If you don’t know what to do, reboot

The idea of exorcising the computer demons by rebooting amused me. And it’s true. It’s almost the first thing any support technician tells you to do. And we are quick to do it ourselves when we have a hardware or software problem. If you don’t know what to do, reboot.

There are some problems with this approach. It often doesn’t solve the problem. And it destroys any attempt at a Zen state of mind. I get quite agitated when I phone a support centre and get this advice. (Because I’ve already tried it!)

In fact, I recently revised my opinion about Amazon customer service. I had a problem with my Kindle Unlimited account, which I could reproduce on both my Kindles. The call center operators suggested the following:

  1. Rebooting both devices. Because if I can replicate it, somehow switching it on and off will make a difference.
  2. Logging out on the Kindle.

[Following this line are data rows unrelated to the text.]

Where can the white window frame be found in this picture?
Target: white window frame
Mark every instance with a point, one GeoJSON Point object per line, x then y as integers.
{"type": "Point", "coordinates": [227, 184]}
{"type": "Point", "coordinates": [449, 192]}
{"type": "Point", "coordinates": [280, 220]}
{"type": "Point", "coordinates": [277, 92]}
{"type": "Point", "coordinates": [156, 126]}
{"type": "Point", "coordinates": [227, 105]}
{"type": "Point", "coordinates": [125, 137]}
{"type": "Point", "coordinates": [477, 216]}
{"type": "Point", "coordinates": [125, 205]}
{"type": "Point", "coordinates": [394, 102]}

Which is technically impossible to do.
  3. Unlinking the Kindle. A step beyond rebooting.
  4. Deleting my account. Really? Words fail me.

I refused to do steps 3 and 4. That was going beyond exorcism – more like following the demon all the way back to hell. Very unZen.

When you can’t reboot

Wouldn’t it be nice if we could reboot things other than devices?

The term “reboot” does not come from the desire to apply one’s foot violently to an uncooperative machine (or person). Although the emotions associated with both violence and rebooting are often quite similar.

So what do we do when we can’t reboot? Many people advise meditation. I haven’t got the hang of that, so I’ll go with Sweigart’s advice. Keep calm and think. And if thinking doesn’t solve the problem, there’s always chocolate.

So how do you get your Zen back when rebooting fails?